Starting with Maven 2.0.9, Maven locks down the version numbers of common and core Maven plugins in the super POM to standardize a core set of Maven plugins for a particular version of Maven. This change was introduced to Maven 2.0.9 to bring stability and reproducibility to Maven builds. Before Maven 2.0.9, Maven would automatically update core Maven plugins using the LATEST version. This behavior led to a number of surprises when bugs was introduced into core plugins or functionality changed in a core plugin which subsequently broke a build. When Maven automatically updated core plugins, it was noted that there was little guarantee that a build would be reproducible as plugins could be updated whenever a new version was pushed to the central repository. Starting with Maven 2.0.9, Maven, essentially, ships with a core set of locked down plugin versions. Non-core plugins, or plugins without versions assigned in the Super POM will still use the LATEST version to retrieve a plugin artifact from the repository. It is for this reason that you should assign explicit version numbers to any custom or non-core plugins used in your build.

9.3.2. Property References

A POM can include references to properties preceded by a dollar sign and surrounded by two curly braces. For example, consider the following POM.

<project>
  <modelVersion>4.0.0</modelVersion>
  <groupId>org.sonatype.mavenbook</groupId>
  <artifactId>project-a</artifactId>
  <version>1.0-SNAPSHOT</version>
  <packaging>jar</packaging>
  <build>
    <finalName>${project.groupId}-${project.artifactId}</finalName>
  </build>
</project>

If you put this XML in a pom.xml and run mvn help:effective-pom, you will see that the output contains the line:

...
<finalName>org.sonatype.mavenbook-project-a</finalName>
...

When Maven reads a POM, it replaces references to properties when it loads the POM XML. Maven properties occur frequently in advanced Maven usage, and are similar to properties in other systems such as Ant or Velocity. They are simply variables delimited by ${...}. Maven provides three implicit variables which can be used to access environment variables, POM information, and Maven Settings:

env: The env variable exposes environment variables exposed by either your operating system or shell. For example, a reference to ${env.PATH} in a Maven POM would be replaced by the ${PATH} environment variable (or %PATH% in Windows).
project: The project variable exposes the POM. You can use a dot (.) notated path to reference the value of a POM element. For example, in this section we used the groupId and artifactId to set the finalName element in the build configuration. The syntax for this property reference was: ${project.groupId}-${project.artifactId}.
settings: The settings variable exposes Maven settings information. You can use a dot (.) notated path to reference the value of an element in a settings.xml file. For example, ${settings.offline} would reference the value of the offline element in ~/.m2/settings.xml.

Note

You may see older builds that use ${pom.xxx} or just ${xxx} to reference POM properties. These methods have been deprecated and only ${project.xxx} should be used.

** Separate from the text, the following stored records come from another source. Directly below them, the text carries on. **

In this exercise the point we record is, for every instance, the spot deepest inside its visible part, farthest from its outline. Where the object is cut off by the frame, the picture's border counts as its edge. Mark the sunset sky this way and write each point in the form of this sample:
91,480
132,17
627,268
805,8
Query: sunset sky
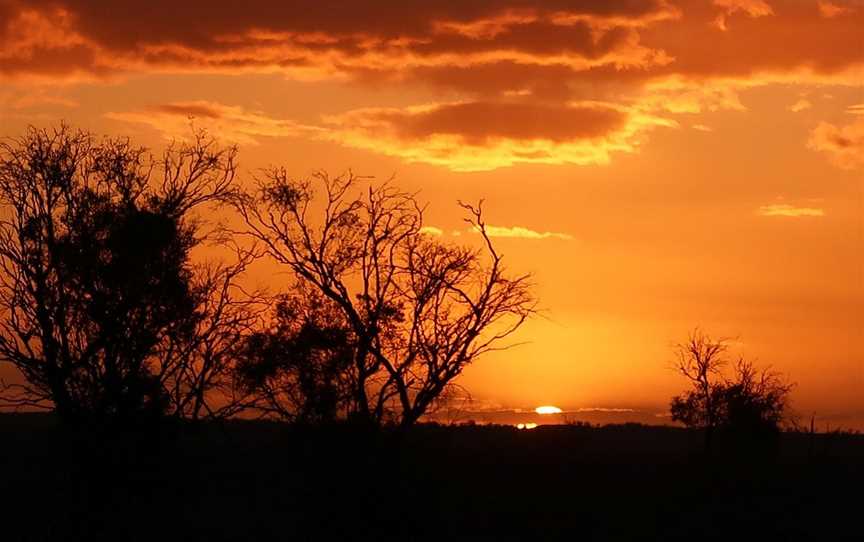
656,164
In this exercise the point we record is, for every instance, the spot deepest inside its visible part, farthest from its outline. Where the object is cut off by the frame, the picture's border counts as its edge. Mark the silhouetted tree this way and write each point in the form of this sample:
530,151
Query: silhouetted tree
419,310
750,403
299,368
101,307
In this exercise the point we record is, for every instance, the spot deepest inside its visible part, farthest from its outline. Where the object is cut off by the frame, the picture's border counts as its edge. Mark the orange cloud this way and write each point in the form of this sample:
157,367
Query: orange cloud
801,105
570,43
789,211
518,232
753,8
477,136
844,145
230,123
829,9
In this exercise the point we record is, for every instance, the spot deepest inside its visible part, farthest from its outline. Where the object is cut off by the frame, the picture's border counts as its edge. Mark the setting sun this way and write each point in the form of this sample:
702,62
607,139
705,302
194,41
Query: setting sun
548,410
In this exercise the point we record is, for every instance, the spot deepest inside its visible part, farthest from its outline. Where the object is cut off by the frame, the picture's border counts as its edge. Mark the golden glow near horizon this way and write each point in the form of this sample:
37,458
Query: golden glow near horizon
656,164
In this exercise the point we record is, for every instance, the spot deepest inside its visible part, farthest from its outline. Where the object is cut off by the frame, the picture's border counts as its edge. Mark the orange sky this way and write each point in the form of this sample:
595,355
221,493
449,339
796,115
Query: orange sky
658,164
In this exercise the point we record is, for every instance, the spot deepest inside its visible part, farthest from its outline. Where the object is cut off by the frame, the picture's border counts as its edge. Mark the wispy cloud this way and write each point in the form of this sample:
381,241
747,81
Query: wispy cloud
432,230
512,232
785,210
857,109
231,123
485,135
801,105
524,233
844,145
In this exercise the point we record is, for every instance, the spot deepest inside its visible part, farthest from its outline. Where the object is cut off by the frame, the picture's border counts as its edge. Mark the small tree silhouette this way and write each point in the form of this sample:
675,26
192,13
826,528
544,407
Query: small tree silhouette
750,404
419,310
102,312
299,368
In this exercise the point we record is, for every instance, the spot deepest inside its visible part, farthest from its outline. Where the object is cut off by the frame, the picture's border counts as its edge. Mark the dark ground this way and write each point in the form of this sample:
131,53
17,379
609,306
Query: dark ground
260,481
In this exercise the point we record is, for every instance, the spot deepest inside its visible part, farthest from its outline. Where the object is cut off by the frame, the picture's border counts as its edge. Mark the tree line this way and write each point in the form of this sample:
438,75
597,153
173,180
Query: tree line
110,320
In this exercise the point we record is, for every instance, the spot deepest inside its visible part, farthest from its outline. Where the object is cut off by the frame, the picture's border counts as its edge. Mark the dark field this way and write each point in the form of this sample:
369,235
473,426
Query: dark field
262,481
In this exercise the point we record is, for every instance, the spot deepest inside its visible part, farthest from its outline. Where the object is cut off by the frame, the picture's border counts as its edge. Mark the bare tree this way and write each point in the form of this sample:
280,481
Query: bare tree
299,367
700,360
419,310
96,288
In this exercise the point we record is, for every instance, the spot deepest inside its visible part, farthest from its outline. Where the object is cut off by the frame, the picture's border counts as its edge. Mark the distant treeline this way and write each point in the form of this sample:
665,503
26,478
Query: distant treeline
111,322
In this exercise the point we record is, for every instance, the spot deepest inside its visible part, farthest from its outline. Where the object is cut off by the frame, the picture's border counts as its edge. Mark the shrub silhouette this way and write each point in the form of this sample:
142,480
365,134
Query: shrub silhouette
418,310
299,369
751,404
102,310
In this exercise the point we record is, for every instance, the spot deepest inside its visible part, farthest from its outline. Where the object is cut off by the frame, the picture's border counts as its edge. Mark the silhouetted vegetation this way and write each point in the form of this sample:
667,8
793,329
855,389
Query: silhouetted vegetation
109,320
751,404
299,368
113,324
418,311
263,482
102,311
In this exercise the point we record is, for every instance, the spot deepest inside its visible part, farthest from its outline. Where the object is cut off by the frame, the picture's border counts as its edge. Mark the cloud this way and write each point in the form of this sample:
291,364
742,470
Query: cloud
829,9
231,123
857,109
844,145
752,8
784,210
558,44
801,105
519,232
478,136
432,230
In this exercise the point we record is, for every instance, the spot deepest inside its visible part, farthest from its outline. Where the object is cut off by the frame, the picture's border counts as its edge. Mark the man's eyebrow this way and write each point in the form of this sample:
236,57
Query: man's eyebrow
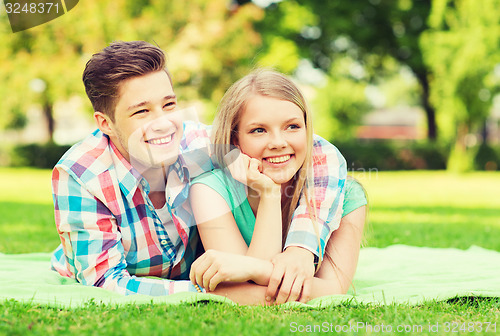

In addition to the three implicit variables, you can reference system properties and any custom properties set in the Maven POM or in a build profile.

Java System Properties

All properties accessible via getProperties() on java.lang.System are exposed as POM properties. Some examples of system properties are: ${user.name}, ${user.home}, ${java.home}, and ${os.name}. A full list of system properties can be found in the Javadoc for the java.lang.System class.

x

Arbitrary properties can be set with a properties element in a pom.xml or settings.xml, or properties can be loaded from external files. If you set a property named fooBar in your pom.xml, that same property is referenced with ${fooBar}. Custom properties come in handy when you are building a system that filters resources and targets different deployment platforms. The syntax for setting ${foo}=bar in a pom is shown below.

<properties>
  <foo>bar</foo>
</properties>

For a more comprehensive list of available properties, see Chapter 13, Properties and Resource Filtering.

9.4. Project Dependencies

Maven can manage both internal and external dependencies. An external dependency for a Java project might be a library such as Plexus, the Spring Framework, or Log4J. An internal dependency is illustrated by a web application project depending on another project which contains service classes, model objects, or persistence logic. Example 9.3, “Project Dependencies” shows some examples of project dependencies.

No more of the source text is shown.